You may have heard the expression “Do it right or don’t do it at all.” Well, oftentimes, perfectionists are opting to “not do it at all.” Perfectionists hold themselves to incredibly high standards, accepting nothing but the best from themselves. Since they are putting such pressure on themselves, perfectionists will often procrastinate and not start a project or task because of the fear they have of not being able to achieve perfection. If it can’t be done perfectly, they would rather just not start at all. In their subconscious mind, they would rather not do something than do it and getting results that don’t add up to their very high standards. They don’t want to risk the chance of having the outcome wind up imperfect. In the perfectionist’s mind, it is a better alternative to not do something than to do something and have the result or outcome be of a lower quality or standard than they set for themselves.
Perfectionists also tend to spend inordinate amounts of time on tasks because they want the result to be “just so.” The amount of time they spend on tasks and projects can be mentally or physically exhausting. They will spend time prepping before working, then move painstakingly slow when they do work because of their immense focus on getting the work done “right.” Then, the project or task never seems finished, because it needs reworking, refinishing, editing, correcting, modifying, proofreading… It never ends.
The perfectionist knows deep down how much mental or physical energy it will take to do the task perfectly, so they don’t start. Or they start, but become so drained from the effort of trying to get the end result to be perfect, that they quit or stall out. They just can’t sustain the level of energy they are putting into the work. It’s easier to stop than to risk having the outcome not end up the way that they had hoped it would.
If this sounds like you, you may have just had a big insight about yourself. And if you want to be a reformed, perfectionistic procrastinator, you may be wondering how you can liberate yourself from this pattern.
One way for you to overcome procrastination is to lower your standards. Your standards are “above and beyond,” but you don’t realize it. So, if you lower your standards, you are then operating on a “normal” level compared to everyone else who isn’t struggling with perfectionism.
To start, you should lower your standards with something easy. Perhaps you always make your bed every morning. One morning, don’t make your bed. The world won’t implode.
Or try sending an email without proofreading it first. Just send it as soon as you’re done typing your thoughts.

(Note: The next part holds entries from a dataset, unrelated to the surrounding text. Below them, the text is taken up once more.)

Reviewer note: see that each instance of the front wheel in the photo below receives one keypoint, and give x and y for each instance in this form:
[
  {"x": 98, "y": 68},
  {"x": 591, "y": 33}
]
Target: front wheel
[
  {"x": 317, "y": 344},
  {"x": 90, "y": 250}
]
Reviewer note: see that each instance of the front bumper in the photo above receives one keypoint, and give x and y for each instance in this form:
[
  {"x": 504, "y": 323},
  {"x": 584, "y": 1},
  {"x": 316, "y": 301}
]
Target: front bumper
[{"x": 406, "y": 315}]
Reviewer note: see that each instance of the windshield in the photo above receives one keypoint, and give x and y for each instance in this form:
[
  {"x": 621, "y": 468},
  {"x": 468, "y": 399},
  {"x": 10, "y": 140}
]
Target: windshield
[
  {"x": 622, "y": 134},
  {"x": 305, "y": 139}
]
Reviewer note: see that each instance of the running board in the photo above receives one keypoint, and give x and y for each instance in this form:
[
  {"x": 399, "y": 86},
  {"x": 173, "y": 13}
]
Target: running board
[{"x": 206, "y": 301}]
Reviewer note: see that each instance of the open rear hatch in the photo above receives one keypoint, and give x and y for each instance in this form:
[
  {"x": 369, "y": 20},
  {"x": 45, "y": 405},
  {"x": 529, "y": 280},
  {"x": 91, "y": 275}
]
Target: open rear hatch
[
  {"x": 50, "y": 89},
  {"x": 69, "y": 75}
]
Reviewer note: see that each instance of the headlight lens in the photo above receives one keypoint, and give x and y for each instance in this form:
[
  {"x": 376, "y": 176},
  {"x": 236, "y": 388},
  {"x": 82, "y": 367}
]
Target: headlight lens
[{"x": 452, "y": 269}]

Once you’ve completed some easy attempts at being “imperfect,” move on to something bigger. If you have a presentation for work, allot a specific amount of reasonable time (far less than you normally would) to put together the content. You’ll be amazed at how much you can get done in that compressed amount of time.
Determine what the “bare minimum” is for success on a task or project you’ve been procrastinating. Then, start that task or project and get to the bare minimum for success as quickly as you can. Tell yourself repeatedly while working “This doesn’t need to be perfect. It needs to be just good enough.”
If you work this way often enough, you will find that your procrastination tendencies will slowly slip away. You’re breaking your entrenched perfectionistic tendencies every time you do a task or project “good enough.”
You’ll realize you were spending way too much time and energy on projects and tasks and that, by spending less time, you’re actually more motivated to start and finish your goals. And you’ll no longer be a procrastinating perfectionist, but will instead be far more motivated and happy.